Farming without a farm: City dwellers falling for everything from backyard chicken coups to dairy cow leases

Edmonton Journal

For most city dwellers, the term "urban farmer" is likely to conjure up images of Paris Hilton slogging through manure while wearing Manolo Blahniks on The Simple Life. But to contemporary hipsters, urban farming is the latest way to marry the rural idyll with big city living.
Chic Britons are raising suburban hens in designer backyard coops. Swiss urbanites are enjoying double-cream Brie from privately leased cows. Metropolitan Americans are renting everything from beehives to maple trees, and Canadians are growing organic goodies on highrise rooftops.
It's farming, without the farm. And a new global trend report shows it's top-of-mind with savvy marketers.
"There's definitely a need to reconnect with pure products, pure processes," says Reinier Evers, marketing strategist and founder of Springwise.com. "This is not to say we all want to 'go back to nature.' It's more like adding a touch of the real world to our increasingly technological, manufactured lives."
Urban farming tops a colourful list of business concepts in Springwise's May marketing report, with sightings of the trend spanning the globe.
Internet company Kuhleasing.ch, for example, lets consumers rent a Swiss cow for a year, during which time they receive between 60 and 120 kilograms of cheese made from the animal's milk. Customers are expected to work at least one day in the company's alpine meadows before collecting their bounty in the fall, all at a cost of about $400 Cdn.
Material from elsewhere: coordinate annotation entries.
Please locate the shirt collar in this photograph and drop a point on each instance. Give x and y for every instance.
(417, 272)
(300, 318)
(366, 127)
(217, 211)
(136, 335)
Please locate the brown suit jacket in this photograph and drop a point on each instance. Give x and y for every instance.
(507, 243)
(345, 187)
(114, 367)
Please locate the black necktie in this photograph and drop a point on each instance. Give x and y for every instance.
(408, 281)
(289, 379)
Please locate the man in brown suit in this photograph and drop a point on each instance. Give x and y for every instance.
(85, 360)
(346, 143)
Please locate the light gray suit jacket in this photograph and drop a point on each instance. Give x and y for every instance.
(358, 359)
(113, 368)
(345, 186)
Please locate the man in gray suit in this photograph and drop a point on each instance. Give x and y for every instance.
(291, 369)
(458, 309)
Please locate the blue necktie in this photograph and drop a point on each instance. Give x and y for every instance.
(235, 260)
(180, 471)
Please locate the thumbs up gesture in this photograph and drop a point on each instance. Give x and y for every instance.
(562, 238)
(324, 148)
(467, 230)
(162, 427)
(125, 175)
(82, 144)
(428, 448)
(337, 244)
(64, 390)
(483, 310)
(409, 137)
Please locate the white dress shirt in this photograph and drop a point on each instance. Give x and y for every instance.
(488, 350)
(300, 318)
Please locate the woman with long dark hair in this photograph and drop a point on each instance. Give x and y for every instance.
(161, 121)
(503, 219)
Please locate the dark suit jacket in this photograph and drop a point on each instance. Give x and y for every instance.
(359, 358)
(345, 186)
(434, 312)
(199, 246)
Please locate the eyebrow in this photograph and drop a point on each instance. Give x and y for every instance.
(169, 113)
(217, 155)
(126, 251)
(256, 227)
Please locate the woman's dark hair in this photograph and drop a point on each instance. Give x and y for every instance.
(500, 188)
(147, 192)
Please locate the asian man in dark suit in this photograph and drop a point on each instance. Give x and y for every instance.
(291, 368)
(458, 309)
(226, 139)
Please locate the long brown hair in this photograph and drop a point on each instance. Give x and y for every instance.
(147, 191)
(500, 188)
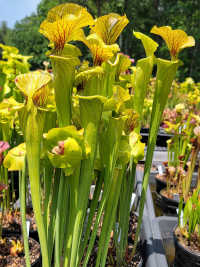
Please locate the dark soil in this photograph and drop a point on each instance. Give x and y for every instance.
(111, 258)
(8, 260)
(193, 244)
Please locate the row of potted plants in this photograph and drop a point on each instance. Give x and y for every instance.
(79, 126)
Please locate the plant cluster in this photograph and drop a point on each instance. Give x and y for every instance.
(189, 221)
(79, 126)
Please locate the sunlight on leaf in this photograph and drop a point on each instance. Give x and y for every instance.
(34, 86)
(109, 27)
(14, 160)
(150, 45)
(64, 23)
(176, 40)
(100, 51)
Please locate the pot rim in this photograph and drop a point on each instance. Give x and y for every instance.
(189, 251)
(169, 199)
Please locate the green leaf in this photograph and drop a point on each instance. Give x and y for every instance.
(14, 160)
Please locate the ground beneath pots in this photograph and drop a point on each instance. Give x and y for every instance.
(7, 260)
(111, 258)
(193, 244)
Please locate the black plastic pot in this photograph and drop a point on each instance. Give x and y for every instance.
(184, 256)
(160, 184)
(168, 205)
(162, 137)
(154, 253)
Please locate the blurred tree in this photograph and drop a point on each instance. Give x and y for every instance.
(142, 14)
(4, 32)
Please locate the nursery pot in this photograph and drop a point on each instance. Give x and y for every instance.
(184, 256)
(160, 183)
(35, 254)
(168, 205)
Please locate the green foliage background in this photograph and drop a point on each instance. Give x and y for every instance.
(142, 14)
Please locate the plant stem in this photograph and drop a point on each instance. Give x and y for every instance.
(33, 135)
(22, 195)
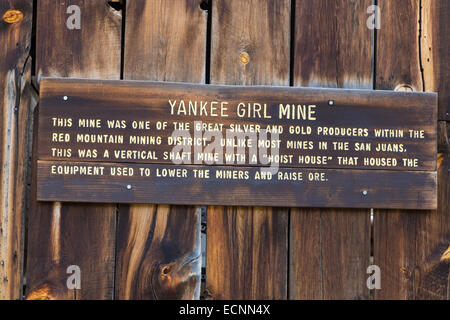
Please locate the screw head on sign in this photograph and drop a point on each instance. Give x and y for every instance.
(244, 58)
(13, 16)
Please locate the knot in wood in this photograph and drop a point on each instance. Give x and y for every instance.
(13, 16)
(244, 58)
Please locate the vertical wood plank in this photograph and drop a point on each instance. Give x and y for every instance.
(67, 234)
(435, 51)
(15, 93)
(247, 247)
(330, 248)
(159, 249)
(409, 245)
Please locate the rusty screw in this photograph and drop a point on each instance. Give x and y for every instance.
(13, 16)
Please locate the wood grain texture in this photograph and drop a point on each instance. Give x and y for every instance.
(409, 245)
(61, 235)
(435, 51)
(354, 118)
(338, 188)
(247, 247)
(93, 51)
(330, 248)
(158, 247)
(15, 94)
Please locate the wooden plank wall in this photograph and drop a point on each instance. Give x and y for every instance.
(330, 248)
(61, 235)
(153, 252)
(158, 246)
(15, 93)
(409, 245)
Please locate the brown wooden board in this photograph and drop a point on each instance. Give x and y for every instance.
(329, 249)
(119, 112)
(246, 256)
(65, 234)
(410, 247)
(174, 184)
(158, 246)
(15, 115)
(378, 128)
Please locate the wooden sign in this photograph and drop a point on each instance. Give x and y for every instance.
(173, 143)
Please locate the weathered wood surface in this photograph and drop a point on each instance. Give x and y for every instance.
(409, 246)
(435, 51)
(92, 106)
(61, 235)
(247, 247)
(336, 188)
(330, 248)
(158, 247)
(15, 94)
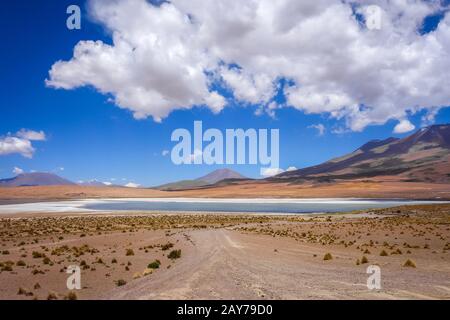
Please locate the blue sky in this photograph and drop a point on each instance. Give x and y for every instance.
(91, 138)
Similarly, the Massachusetts-based business Rent Mother Nature allows urbanites to rent everything from beehives to fruit trees, lobster traps to sheep, complete with lease certificate and regular progress reports. When the harvest is complete, the bounty of the customer's leased animal, tree or trap is delivered right to their door.
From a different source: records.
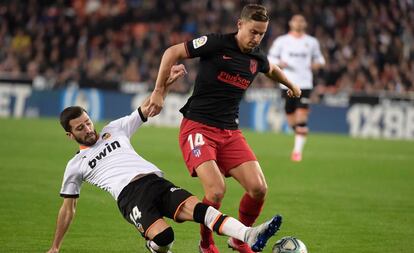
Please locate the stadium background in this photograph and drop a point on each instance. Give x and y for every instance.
(349, 194)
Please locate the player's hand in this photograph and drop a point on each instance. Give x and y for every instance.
(177, 71)
(155, 104)
(283, 65)
(295, 92)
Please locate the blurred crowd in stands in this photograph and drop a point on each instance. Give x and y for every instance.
(368, 45)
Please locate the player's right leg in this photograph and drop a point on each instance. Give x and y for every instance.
(255, 237)
(198, 144)
(160, 237)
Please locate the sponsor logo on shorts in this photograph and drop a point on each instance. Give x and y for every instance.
(199, 42)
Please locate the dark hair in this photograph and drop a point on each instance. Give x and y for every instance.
(69, 113)
(254, 12)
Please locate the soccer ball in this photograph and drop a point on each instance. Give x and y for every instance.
(289, 244)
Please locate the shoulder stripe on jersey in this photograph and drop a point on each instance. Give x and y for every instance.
(142, 115)
(72, 196)
(186, 49)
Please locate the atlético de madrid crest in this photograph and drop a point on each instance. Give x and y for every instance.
(253, 66)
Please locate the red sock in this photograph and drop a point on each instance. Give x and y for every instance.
(205, 232)
(249, 210)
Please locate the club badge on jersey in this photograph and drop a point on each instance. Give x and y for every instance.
(253, 66)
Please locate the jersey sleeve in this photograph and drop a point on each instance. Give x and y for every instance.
(275, 52)
(317, 54)
(128, 124)
(265, 65)
(72, 182)
(204, 45)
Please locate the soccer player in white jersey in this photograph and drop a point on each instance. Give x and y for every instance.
(108, 161)
(298, 54)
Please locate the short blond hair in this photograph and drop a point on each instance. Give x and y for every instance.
(254, 12)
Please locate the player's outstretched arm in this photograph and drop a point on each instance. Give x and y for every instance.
(65, 217)
(276, 74)
(172, 55)
(176, 72)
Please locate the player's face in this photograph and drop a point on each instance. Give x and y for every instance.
(250, 33)
(83, 130)
(298, 23)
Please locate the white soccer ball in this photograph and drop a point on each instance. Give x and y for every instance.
(289, 244)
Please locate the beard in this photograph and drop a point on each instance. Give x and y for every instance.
(89, 139)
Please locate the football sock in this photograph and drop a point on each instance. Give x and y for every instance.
(301, 130)
(205, 232)
(220, 223)
(249, 210)
(300, 141)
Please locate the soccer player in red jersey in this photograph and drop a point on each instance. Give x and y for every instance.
(212, 145)
(143, 195)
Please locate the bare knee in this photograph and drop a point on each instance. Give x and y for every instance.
(258, 191)
(216, 193)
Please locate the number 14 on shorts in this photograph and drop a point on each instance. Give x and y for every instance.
(196, 143)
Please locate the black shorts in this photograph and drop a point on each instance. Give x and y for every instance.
(148, 199)
(291, 104)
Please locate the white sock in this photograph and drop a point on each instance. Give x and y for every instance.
(230, 226)
(300, 141)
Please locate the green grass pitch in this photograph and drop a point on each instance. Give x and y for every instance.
(348, 195)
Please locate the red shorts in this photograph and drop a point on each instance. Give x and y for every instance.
(200, 143)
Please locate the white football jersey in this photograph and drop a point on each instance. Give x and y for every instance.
(111, 163)
(298, 54)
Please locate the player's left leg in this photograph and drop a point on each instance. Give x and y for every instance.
(300, 126)
(301, 132)
(254, 237)
(236, 159)
(250, 176)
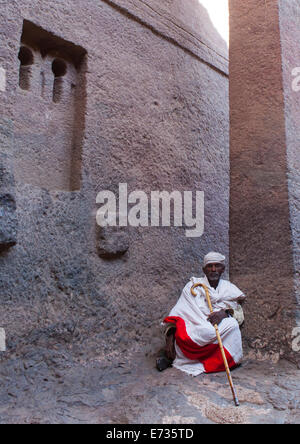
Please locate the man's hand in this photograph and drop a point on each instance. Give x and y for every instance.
(217, 317)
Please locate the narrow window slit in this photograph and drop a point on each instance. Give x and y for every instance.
(59, 69)
(26, 61)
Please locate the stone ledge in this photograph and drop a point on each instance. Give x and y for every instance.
(173, 31)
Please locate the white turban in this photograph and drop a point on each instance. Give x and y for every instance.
(214, 258)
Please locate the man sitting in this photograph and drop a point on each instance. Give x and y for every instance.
(191, 342)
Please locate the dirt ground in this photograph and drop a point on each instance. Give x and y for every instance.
(129, 390)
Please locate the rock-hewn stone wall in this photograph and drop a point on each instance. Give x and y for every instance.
(153, 113)
(264, 137)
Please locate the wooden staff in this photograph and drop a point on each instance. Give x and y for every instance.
(235, 398)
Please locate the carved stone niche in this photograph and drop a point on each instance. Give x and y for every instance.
(8, 207)
(112, 242)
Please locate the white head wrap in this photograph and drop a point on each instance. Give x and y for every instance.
(214, 258)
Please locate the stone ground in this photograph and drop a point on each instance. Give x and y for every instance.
(46, 386)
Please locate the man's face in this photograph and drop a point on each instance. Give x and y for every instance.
(214, 271)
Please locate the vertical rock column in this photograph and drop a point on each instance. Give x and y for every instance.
(261, 242)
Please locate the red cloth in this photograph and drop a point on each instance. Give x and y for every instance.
(210, 355)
"Everything that's special, different (or) authentic these days begets you status," says Evers. "And what could be more interesting than to casually mention to friends and guests that the eggs, wine, beef or cheese you're serving are homemade?"
Because livestock-rearing is prohibited in most of Canada's major cities, however, Canucks are limited in how far they can take urban farming.
"It's amazing what kind of culture we have where you see dog treat stores, dog bakeries, dog day cares and dog beaches, but then we outlaw productive animals, like having a few chickens to lay your eggs," says Michael Levenston, executive director of Vancouver-based City Farmer, which styles itself "Canada's office of urban agriculture."
But according to Debi Andrus, associate professor of marketing at the University of Calgary, growth in Canada's urban agriculture scene has been "phenomenal," despite the red tape.
"In terms of marketing opportunities, this just keeps spreading. Yes, we want convenience. But we also want quality of life," Andrus says.
The most popular manifestation of the trend is the home- or apartment-based garden. An Ipsos-Reid poll indicates between 40 and 44 per cent of Vancouver and Toronto residents produce at least some of their own vegetables, fruit, berries, nuts or herbs.
Andrus credits the pastime's popularity to Canadians' desire to be healthy, enjoy a sense of accomplishment and contribute to the urban esthetic. It's having a real reason to be outside, she says, beyond "just sitting on your deck suntanning."
Levenston says the practice's appeal is growing fast.
"A lot of this stuff comes down to fashion and what you can get people excited about," says Levenston, pointing to Omlet's suburban "eglu" as one successful example. The 21st century henhouse, sold throughout the U.K., has gained widespread interest for its iMac-like contours and unlikely urban charm.
"What's really going to sell people on (urban farming) is the pleasure of it rather than the need to do it."